Instruction-tuned language models are designed to reject harmful requests. But which specific components within the model are responsible for this behavior — and how does that mechanism get established during training? A new study from the Nous Research team examines this question at the level of individual neurons. The team introduced contrastive neuron attribution (CNA), a technique that pinpoints the exact MLP neurons whose activation patterns most clearly differentiate harmful prompts from harmless ones. By disabling just 0.1% of MLP activations, they cut refusal rates by over 50% in most instruction-tuned models tested — spanning Llama and Qwen architectures ranging from 1B to 72B parameters — while maintaining output quality above 0.97 across all steering intensities. A particularly notable finding is that the late-layer architecture capable of distinguishing harmful from benign prompts is already present in base models before any fine-tuning occurs. Alignment fine-tuning doesn’t build new architecture from scratch. Instead, it repurposes neurons within that pre-existing framework into a sparse, precisely targetable refusal mechanism.

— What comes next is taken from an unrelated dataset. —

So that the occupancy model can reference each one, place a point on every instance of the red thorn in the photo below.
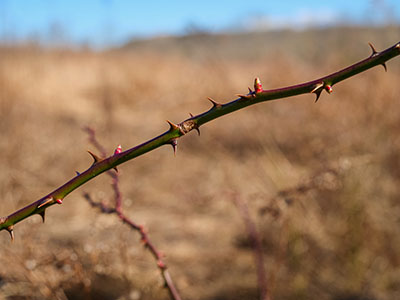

Limitations of Current Steering Approaches
Contrastive Activation Addition (CAA) works by calculating the average difference in residual stream activations between two contrasting sets of prompts. That difference is then used as a steering vector during inference. While CAA is effective, it operates at a coarse granularity: it adjusts the entire layer-wide signal without pinpointing which specific neurons are driving the effect. At higher steering intensities, output quality suffers — models begin generating repeated words and nonsensical text.
Sparse autoencoders (SAEs) break down activations into features that can be individually interpreted. However, they demand costly separate training and are vulnerable to noise in activation patterns.
In contrast, CNA needs only forward passes — no gradient computations, no supplementary training, and no iterative search process.
How CNA Operates
The process starts by defining two groups of prompts:
- Positive prompts — instances of the target behavior (for example, harmful requests)
- Negative prompts — instances of the contrasting behavior (for example, benign requests)
All prompts are then passed through the model. At each MLP layer, the method captures down projection activations at the final token position. It then calculates the per-neuron average activation difference between the two groups:
δjℓ = mean(activations on positive prompts) − mean(activations on negative prompts)
The top-k neurons ranked by absolute difference are chosen across all layers. The researchers fixed k at 0.1% of total MLP activations. This cutoff produced consistent steering effects across every model size evaluated.
A filtering step eliminates ‘universal’ neurons — those that rank in the top 0.1% of MLP activations across 80% or more of diverse prompts. These neurons fire irrespective of prompt content and are excluded from all identified circuits.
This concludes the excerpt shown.